Aide sociale: une sentence acceptable?

Vous avez vu que le gouvernement a construit une nouvelle prison de 55 places à Sept-Îles en mars 2017 au coût de 91 millions $ pour remplacer l'ancienne qui était trop vieille et trop petite? Les médias ont décrit de quoi était équipée celle-ci. Il y aurait en dedans des télés plasma, une salle communautaire et de jeu, des laveuses et sécheuses munies d'une technologie qui permet de personnaliser les cycles de ses lavages à partir d'un téléphone intelligent.
Sans chercher à tout comparer avec la situation des prisonniers, mettons quelques éléments en parallèle avec la situation de personnes à l'aide sociale.
Au lieu d'avoir des agents correctionnels, on a des agents d'aide sociale et des enquêteurs qui ont un pouvoir discrétionnaire très grand. Oui, ils doivent appliquer la loi. Mais en faisant ça, ils exercent une pression très forte sur nous (et parfois même de l'acharnement), ce qui nous amène à vivre beaucoup de stress. De plus, les enquêteurs ont la possibilité de fouiller dans nos finances personnelles... Aux yeux de plusieurs agents, on est souvent perçus comme ayant des choses à cacher et n'ayant pas respecté la loi, alors que c'est rarement le cas. On nous considère comme coupables jusqu'à preuve du contraire. Parfois même, quand on parle avec certains agents, on se sent comme des moins que rien.
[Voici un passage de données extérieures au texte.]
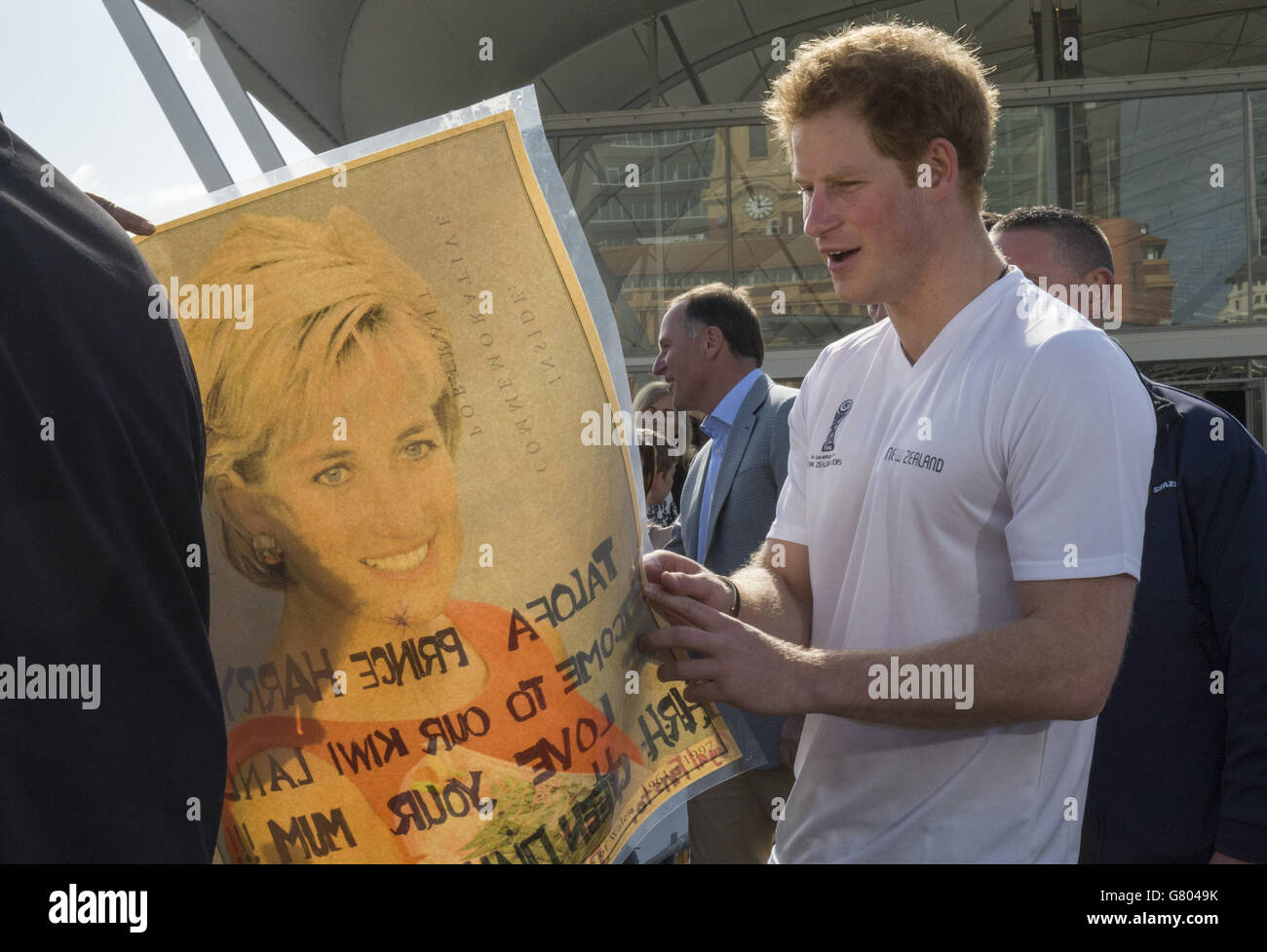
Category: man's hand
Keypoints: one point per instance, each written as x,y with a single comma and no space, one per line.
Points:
738,664
127,220
678,575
Souvent, les personnes à l'aide sociale ne peuvent même pas bénéficier d'internet ni de bien d'autres loisirs. C'est particulièrement le cas pour les personnes qui ont le montant le moins élevé d'aide sociale (628 $ par mois). Vous comprendrez qu'une fois qu'ils ont payé le loyer, le téléphone, un peu d'épicerie, et, pour certains, une assurance (auto, vie et logement), il ne reste plus grand-chose pour les loisirs.
Aussi, il y a bien des personnes assistées sociales qui ne peuvent pas manger trois repas par jour par manque d'argent, surtout les fins de mois. Je ne peux pas me permettre d'acheter du «luxe». C'est aussi souvent le cas pour de la viande, des fruits et des légumes. Je suis obligé d'en acheter moins que mes besoins pour les mêmes raisons. En plus, quand on n'a pas les moyens d'acheter en grande quantité, on doit prendre des petits formats ou acheter les choses à l'unité; ça revient plus cher en fin de compte et on en a pour moins longtemps. Pour ma part, je reçois la prestation la plus élevée d'aide sociale. Dieu merci. Cela ne me permet toutefois pas de dépasser 80 $ d'épicerie par semaine, sinon je risque de me mettre dans le rouge, si vous me permettez l'expression.
Parfois, je sens que je vis un peu, moi aussi, comme dans une prison... Quand est-ce qu'on va s'occuper des conditions de vie de l'ensemble des personnes les plus vulnérables?